Just some ramblings on this topic, which I find really interesting. If you have any thoughts or comments, or an experience writing from the opposite gender’s point of view to share, please do so!


13 responses to “Fiction from the Opposite Gender’s Point of View

  1. Hahaha that would be funny though, reading about a female protagonist who checks out her boobs all the time lol. Men…

  2. I much prefer writing male characters. Both of my published books featuring male protagonists and the story told from their perspective. I get my fiancee to read through my ms, letting me know if anything strikes him as a ‘non-male’ way of thinking/speaking/acting. Generally, very things need tweaking so I guess I’m getting better at immersing myself in the male psyche. Similarly, I much prefer reading stories about boys/men as told from their perspectives. Not sure why but it’s almost like I can relate better to guys than girls. Think I’ll be a boy in my next life 🙂

  3. As a woman who writes mostly from a male POV because that’s more comfortable for me, I’ve given it a lot of thought. But what just occurred to me is that the difficulty might depend on the extent to which a writer more nearly fits the stereotypes. You mentioned the speech differences, so logic says that the woman who is most hesitant about offering her opinions is least likely to write a male POV successfully. I’m generalizing, but it’s something to think about. Would an extreme “girly girl” have more difficulty creating a convincing “man’s man?” Possibly.

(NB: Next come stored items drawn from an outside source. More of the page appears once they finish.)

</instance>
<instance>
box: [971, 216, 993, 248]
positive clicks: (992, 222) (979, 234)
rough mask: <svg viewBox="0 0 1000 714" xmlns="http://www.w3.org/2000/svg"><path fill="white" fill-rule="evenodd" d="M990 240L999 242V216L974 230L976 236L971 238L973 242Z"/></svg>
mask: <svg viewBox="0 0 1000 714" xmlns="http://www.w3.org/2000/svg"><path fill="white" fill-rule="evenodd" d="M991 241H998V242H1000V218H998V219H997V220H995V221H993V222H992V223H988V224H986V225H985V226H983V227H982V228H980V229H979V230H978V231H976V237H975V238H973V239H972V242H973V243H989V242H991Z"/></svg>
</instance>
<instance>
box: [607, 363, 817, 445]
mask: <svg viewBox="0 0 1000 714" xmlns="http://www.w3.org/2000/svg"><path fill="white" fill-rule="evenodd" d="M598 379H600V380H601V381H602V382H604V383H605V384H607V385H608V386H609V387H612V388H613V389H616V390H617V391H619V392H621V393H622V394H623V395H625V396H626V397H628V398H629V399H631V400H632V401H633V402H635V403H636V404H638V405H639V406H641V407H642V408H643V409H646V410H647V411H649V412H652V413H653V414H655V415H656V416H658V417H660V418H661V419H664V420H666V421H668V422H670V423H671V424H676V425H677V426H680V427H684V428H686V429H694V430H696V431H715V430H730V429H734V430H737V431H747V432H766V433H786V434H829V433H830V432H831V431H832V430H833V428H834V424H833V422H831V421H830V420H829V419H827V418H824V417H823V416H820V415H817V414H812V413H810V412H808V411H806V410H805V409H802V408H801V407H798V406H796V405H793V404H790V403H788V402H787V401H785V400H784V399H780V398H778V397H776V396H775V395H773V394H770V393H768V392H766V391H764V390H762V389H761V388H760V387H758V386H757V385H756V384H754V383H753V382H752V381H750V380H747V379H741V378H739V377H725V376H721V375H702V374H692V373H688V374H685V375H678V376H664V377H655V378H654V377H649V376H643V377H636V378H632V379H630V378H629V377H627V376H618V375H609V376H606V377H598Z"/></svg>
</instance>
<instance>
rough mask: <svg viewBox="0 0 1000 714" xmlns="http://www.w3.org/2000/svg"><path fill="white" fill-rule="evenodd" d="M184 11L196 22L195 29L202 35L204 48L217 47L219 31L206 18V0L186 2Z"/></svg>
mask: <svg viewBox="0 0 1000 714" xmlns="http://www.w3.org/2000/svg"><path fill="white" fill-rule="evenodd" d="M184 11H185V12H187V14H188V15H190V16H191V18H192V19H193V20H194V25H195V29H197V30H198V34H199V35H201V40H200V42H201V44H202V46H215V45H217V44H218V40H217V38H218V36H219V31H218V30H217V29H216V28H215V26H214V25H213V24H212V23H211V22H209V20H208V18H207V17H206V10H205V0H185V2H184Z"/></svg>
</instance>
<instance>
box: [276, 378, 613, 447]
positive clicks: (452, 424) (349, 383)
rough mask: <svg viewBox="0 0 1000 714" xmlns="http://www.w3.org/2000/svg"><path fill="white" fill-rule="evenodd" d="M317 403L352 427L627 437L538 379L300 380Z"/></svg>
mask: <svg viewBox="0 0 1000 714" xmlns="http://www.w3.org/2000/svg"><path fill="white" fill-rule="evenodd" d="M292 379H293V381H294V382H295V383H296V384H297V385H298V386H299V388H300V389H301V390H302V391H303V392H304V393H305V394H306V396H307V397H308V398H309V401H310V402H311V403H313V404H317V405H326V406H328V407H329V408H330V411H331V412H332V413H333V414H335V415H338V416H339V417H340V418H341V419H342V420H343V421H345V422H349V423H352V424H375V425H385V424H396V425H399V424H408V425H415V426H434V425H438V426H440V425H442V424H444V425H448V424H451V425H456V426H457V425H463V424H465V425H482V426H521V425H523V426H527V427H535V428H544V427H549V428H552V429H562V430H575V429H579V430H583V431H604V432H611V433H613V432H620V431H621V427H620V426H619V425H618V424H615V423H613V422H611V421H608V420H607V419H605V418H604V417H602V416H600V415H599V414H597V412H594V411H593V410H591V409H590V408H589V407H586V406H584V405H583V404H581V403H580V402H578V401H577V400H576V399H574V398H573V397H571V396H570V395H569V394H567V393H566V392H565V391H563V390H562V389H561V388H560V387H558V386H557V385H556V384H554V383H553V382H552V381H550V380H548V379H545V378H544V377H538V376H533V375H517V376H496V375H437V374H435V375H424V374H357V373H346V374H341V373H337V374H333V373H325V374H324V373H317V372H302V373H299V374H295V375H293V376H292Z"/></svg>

  4. My novel, Blood in the Paint, is written from three different points of view. Two are female, one is male. I’ve been told that I do well with both. I’m a bit of a tomboy so I just envision how my guy friends would phrase things.

    • Sounds great! I think that’s exactly the way to go about it. It’s different for me, writing fantasy set in a false world loosely based on late medieval/early Renaissance culture…. But for contemporary stuff, you go about it the way I would for sure. I sometimes think I’d have trouble writing believable contemporary dialogue, for some reason. That’s one thing that attracts me to my genre.

  5. Very inspiring! I love reading your posts. Yet another helpful blog I can use to improve my writing habits. The male POV is a difficult one for me. Thanks for this 🙂

  6. I say that fourth point is the most important. Thinking about ‘would a girl do this’ or ‘would a guy be like that’ is stifling to character development.